Que demandent les familles des victimes ?

Les familles et les proches des victimes ont le sentiment d’avoir été oubliés. Patrice Auvray considère même que les victimes ont été oubliées avant même que le navire ne prenne la mer : “Vu l'évènement, le naufrage, la manière dont il s'est produit alors que tout pouvait le prévenir, explique le survivant. Les responsables du bateau, politiques et militaires pouvaient très bien l'éviter.” Pour lui, “Il faut que le dossier soit rouvert au Sénégal, qu'il y ait des hommages réels, et pas seulement en période de commémoration. Il faut qu'il y ait un aveu du gouvernement sénégalais.

Il y a eu des négligences, des manquements. C’est reconnu.Nadine Verschatse, militante pour la reconnaissance des victimes du Joola

"Il y a eu des négligences, des manquements. C’est reconnu", lâche Nadine Verschatse, qui continue de se battre à travers l'association des familles des victimes françaises du naufrage pour éviter que ce drame "soit banalisé et méprisé". Sa fille Claire, âgée de 20 ans en 2002 est morte emportée par le Joola.

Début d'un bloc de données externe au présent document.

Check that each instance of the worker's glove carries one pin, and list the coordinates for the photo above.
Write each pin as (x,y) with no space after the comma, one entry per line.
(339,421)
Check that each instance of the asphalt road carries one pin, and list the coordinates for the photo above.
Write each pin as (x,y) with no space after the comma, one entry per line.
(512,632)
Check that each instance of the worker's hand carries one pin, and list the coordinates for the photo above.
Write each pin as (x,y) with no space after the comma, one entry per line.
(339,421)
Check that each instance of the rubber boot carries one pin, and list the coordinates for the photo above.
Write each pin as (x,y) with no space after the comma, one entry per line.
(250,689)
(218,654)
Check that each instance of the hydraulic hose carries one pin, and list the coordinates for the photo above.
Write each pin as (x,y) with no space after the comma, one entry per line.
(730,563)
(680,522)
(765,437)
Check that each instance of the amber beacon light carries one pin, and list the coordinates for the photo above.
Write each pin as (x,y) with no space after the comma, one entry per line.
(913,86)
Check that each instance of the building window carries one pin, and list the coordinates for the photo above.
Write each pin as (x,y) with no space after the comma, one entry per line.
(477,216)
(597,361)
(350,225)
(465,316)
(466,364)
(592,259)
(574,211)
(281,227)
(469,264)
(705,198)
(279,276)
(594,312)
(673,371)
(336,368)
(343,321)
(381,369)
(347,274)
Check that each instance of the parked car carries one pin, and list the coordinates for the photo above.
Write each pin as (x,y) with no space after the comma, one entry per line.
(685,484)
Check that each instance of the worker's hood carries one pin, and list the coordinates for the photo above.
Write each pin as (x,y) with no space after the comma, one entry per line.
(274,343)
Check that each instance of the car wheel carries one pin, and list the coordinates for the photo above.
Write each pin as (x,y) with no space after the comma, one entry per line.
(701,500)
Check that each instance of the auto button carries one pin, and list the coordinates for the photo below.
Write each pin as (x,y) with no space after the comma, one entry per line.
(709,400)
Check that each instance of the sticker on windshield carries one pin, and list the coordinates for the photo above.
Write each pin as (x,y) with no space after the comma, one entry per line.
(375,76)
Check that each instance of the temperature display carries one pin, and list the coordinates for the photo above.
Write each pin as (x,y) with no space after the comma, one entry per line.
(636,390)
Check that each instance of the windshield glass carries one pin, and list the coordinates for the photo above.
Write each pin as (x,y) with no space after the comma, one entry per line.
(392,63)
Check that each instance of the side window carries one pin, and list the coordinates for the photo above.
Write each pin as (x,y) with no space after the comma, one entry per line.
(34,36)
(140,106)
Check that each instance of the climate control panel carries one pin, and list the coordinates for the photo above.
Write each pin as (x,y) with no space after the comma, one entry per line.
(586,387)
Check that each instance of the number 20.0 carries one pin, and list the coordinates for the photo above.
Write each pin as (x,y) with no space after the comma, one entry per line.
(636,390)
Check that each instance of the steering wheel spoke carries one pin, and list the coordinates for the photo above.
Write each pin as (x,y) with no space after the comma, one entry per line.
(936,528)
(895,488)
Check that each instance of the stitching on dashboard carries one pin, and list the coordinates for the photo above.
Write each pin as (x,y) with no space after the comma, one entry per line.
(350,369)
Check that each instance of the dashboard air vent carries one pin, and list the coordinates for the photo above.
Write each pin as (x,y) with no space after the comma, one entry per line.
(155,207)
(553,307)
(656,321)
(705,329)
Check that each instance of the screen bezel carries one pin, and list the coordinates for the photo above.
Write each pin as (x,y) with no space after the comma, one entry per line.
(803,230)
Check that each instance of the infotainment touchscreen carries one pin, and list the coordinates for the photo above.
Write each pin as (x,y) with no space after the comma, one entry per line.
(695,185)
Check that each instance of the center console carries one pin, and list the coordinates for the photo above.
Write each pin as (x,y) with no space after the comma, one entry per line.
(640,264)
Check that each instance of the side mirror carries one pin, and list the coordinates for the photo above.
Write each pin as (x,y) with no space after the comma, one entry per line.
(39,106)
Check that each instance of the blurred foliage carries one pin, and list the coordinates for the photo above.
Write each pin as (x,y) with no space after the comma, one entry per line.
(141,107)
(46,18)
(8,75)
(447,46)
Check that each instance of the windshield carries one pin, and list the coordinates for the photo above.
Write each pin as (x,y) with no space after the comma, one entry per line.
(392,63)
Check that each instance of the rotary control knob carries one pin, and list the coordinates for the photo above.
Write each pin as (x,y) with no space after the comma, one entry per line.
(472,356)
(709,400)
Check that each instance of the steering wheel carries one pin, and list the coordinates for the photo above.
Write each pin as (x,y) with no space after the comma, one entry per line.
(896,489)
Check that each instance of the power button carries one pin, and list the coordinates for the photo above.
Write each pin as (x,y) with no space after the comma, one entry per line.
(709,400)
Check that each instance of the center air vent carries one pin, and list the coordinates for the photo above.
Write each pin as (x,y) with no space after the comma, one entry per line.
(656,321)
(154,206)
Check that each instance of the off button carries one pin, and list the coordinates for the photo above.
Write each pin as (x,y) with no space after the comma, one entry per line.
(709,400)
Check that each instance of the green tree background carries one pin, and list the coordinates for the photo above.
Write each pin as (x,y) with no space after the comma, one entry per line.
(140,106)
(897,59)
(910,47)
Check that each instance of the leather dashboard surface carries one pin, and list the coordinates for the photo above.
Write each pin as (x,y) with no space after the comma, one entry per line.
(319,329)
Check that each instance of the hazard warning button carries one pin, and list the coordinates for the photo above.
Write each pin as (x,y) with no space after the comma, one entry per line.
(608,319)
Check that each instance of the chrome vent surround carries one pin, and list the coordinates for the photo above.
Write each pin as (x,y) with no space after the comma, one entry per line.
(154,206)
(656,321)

Deux décennies plus tard, les associations de victimes française et sénégalaises poursuivent leur combat contre l'oubli. Elles demandent le renflouement de l'épave, qui repose à une vingtaine de mètres de profondeur, avec de nombreux corps emprisonnés dans ses entrailles. Leur autre combat, c'est l'érection d'un mémorial. A Ziguinchor, capitale de la Casamance d'où venait la plupart des victimes, le monument devait être prêt pour le 20ème anniversaire ce 26 septembre 2022, mais le chantier est loin d'être achevé.